Towards Safety by Design for Protecting Women Online
I was pleased to be invited to join a panel discussion on 'Safety by Design' at the Refuge Tech Safety Summit (https://refugetechsafetysummit.vfairs.com). The panel included colleagues with experience in improving online safety at various technology companies, including some of the major online social media platforms. The focus of the discussion was to explore some of the types of harm experienced by women and girls, together with things that are being done to mitigate these harms. My contributions focussed on some of the barriers and challenges to achieving safety by design in online platforms and the work that we are embarking on at the OU's Centre for Protecting Women Online.
The complexity of mitigating online harms to women and girls is compounded by the heterogeneity and dynamicity of these harms, together with the challenges of navigating the diverse viewpoints from which harms are understood. These viewpoints include our understanding of online harms from the perspectives of human behaviour, legal and regulatory frameworks, policing, and technology. The work streams of the Centre for Protecting Women Online bring together experts from these different areas to build a shared understanding of online harms to women and girls and develop new approaches to addressing the challenges of heterogeneity and dynamicity.
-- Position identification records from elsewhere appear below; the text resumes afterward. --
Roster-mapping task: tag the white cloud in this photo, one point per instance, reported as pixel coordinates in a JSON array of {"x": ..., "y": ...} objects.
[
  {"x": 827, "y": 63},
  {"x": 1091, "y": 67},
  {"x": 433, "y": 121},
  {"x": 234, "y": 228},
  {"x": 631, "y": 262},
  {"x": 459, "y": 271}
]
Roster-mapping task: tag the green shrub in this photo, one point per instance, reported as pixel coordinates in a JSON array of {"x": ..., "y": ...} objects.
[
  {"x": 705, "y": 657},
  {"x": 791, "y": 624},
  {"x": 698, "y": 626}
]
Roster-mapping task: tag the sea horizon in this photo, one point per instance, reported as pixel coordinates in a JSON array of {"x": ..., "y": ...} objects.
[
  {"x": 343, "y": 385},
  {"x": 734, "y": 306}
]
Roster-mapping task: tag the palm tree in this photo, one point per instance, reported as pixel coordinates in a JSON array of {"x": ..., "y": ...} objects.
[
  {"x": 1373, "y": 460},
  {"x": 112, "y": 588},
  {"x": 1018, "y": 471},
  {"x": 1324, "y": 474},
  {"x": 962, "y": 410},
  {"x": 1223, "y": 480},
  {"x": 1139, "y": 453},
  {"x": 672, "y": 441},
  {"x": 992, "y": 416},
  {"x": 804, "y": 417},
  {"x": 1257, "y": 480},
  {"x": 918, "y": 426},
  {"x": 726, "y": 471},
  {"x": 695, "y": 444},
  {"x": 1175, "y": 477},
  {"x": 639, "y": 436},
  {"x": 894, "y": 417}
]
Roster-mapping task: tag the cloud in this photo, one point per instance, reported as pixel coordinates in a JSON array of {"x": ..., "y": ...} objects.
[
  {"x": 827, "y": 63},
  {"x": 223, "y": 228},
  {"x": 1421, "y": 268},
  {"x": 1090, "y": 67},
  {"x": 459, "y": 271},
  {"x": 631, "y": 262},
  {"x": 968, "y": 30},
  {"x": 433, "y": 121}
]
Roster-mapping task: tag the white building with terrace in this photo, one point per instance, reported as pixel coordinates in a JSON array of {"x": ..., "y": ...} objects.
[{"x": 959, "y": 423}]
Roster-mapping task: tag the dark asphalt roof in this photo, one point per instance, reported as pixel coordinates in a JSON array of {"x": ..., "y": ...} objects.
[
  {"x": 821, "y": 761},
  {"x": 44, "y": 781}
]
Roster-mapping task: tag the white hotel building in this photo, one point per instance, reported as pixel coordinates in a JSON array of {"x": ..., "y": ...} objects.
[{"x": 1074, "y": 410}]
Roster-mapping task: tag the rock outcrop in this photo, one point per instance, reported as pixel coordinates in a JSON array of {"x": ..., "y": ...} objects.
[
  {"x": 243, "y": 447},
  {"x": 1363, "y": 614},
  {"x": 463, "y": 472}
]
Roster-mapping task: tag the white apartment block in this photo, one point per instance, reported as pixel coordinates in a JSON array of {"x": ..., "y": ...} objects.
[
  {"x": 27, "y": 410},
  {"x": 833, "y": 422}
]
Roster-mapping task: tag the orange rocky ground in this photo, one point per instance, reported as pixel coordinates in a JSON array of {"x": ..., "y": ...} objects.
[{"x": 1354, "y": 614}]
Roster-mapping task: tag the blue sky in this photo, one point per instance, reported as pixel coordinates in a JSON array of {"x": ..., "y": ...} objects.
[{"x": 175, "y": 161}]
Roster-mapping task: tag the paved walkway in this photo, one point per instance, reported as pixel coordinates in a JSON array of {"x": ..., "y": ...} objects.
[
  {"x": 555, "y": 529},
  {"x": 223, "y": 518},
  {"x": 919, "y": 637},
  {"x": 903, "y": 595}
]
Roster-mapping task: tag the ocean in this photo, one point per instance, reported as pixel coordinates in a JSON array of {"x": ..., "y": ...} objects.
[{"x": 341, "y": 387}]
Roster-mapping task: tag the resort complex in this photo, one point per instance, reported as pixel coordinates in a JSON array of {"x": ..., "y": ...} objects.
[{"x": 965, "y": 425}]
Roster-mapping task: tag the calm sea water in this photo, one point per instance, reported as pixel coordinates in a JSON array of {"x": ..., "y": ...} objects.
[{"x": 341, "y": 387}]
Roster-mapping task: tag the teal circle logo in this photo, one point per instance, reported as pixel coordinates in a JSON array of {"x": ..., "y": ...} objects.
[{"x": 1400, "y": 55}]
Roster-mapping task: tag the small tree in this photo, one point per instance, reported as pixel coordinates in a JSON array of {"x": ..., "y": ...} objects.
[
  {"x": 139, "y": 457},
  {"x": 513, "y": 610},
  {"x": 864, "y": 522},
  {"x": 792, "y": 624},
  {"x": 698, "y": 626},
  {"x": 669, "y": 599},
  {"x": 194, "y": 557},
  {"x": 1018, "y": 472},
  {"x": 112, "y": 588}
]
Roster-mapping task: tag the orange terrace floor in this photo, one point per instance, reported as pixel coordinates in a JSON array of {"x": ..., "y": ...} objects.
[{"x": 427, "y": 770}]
Heterogeneity: this arises because online harms can take many forms. This includes the different media that are used to perpetrate harm: text, images, audio and video, as well as the different social contexts and enablers that affect the form of harm. For example, some technology platforms could enable harms like harassment by not having features to block users or preventing anonymous user messaging.
Dynamicity: As well as being diverse, the landscape of online harms is continuously changing - enabled by rapid shifts in technology and societal norms. The most obvious technological shift over the past year has been the wider availability of generative artificial intelligence technologies (GenAI), that enable perpetrators to produce realistic fake content that could be used to harass women online. Shifts in societal norms include the rise of social media use as an integral part of daily life, where not being on some platforms could lead to exclusion from social groups.
Therefore, to address these challenges and get closer to achieving safety by design, we need to develop ways of building and maintaining a shared understanding of the landscape of online harms to women and girls, including the relationships between:
- the types of harm,
- the contextual factors that relate to each type,
- the social and technological enablers of harm, and
- the mechanisms that could inhibit the harm.
Such an ontology of online harms against women and girls could help us evaluate existing technologies (and laws/regulations) in terms of their coverage and support to mitigate different online harms and enable us to better understand the design space for online safety. This can help us build better software and build software better - which are the focus areas of our work in Responsible Future Technologies / Response Software Engineering in the Centre for Protecting Women Online.
Building software better: aims to help development teams actively consider the potential for their product to enable harm to women and girls and mitigate them. This includes developing new methods and tools that can be integrated with Design Thinking methods to help developers integrate safety by design into their products. Additionally, it would be necessary to help developers have responsible approaches to integrating artificial intelligence technologies into their products.
Building better software: aims to investigate new features and capabilities for software products to make them safer for women and girls (and hopefully by extension for other users too). This includes features that prevent users from being victims of harm but also inform and educate them about avoiding causing harm to others. An important aspect of developing such features includes the integration of artificial intelligence technologies for detecting and preventing online harm. Additionally, better software will help platform operators and authorities effectively investigate incidents where harm occurs.